In order to write unit tests for our logic, we just need to test the predict() function because the transform() function is extensively tested on the Fugue side. Using the native Spark approach, we need to write two unit tests, one for each helper function. If you have 10 pandas-based functions that you are bring to Spark, this could add a lot of tests just for the boilerplate code.

Decoupling of Spark Hardware#

A lot of Spark users use databricks-connect to run their PySpark jobs on Databricks. This allows developers to write code on their local machine, and then run it against the cluster. While databricks-connect is convenient for leveraging cluster compute resources, it also makes it difficult to conduct tests quickly. Spinning up a cluster takes around 5 minutes, slowing down iterations. Development also becomes very expensive as the databricks-connect configuration is attached to a cluster, meaning that it’s inconvenient to switch to a smaller cluster (or local Spark) for smaller tests.

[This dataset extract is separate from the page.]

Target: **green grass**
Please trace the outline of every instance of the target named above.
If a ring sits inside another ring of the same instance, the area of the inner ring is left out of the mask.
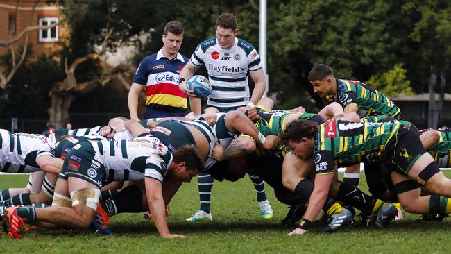
[[[451,173],[447,172],[448,176]],[[0,189],[21,187],[26,176],[0,176]],[[361,187],[366,191],[364,177]],[[4,253],[445,253],[451,247],[450,219],[441,223],[416,221],[407,214],[387,228],[348,227],[335,234],[317,234],[317,225],[303,237],[288,237],[291,228],[279,223],[288,208],[275,199],[266,185],[275,211],[271,220],[259,214],[255,192],[248,178],[236,183],[215,183],[212,189],[212,221],[185,221],[198,208],[196,180],[185,184],[171,203],[169,226],[171,232],[186,239],[164,240],[143,214],[124,214],[113,218],[112,235],[99,235],[90,230],[51,231],[32,229],[22,240],[0,237]]]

Why do we need to test on Spark though? Recall our predict() function that we brought to Spark. We can just unit test this locally now using pandas because it’s written without any dependency on Spark. In fact, we already did it earlier.

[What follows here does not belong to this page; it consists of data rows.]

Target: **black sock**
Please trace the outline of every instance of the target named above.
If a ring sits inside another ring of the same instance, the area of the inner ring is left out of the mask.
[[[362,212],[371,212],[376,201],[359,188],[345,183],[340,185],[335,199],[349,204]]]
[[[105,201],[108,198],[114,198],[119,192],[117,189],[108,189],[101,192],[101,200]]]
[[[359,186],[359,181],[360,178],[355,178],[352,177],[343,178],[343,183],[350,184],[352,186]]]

input_df = pd.DataFrame({"x_1": [3, 4, 6, 6], "x_2":[3, 3, 6, 6]})
predict(input_df.copy(), reg)
x_1 x_2 predicted
0 3 3 12.0
1 4 3 13.0
2 6 6 21.0
3 6 6 21.0

For Spark users that manually submit their job to Spark using spark-submit, this lessens the number of times that the code has to be sent to the cluster to test it. Even testing Spark code with local Spark takes a significant amount of time to spin-up compared to testing on pandas.

Rapid Prototyping#

This brings us to the last point. It is very common to test simple code snippets when working on projects. With Spark code and big data, testing code snippets is a significant bottleneck to development because of the frequent cluster spin-up necessary (even on local). By using Fugue and decoupling logic and execution, we can test on local machine quickly then bring it to the cluster for integration tests when ready. This increases the velocity of big data projects.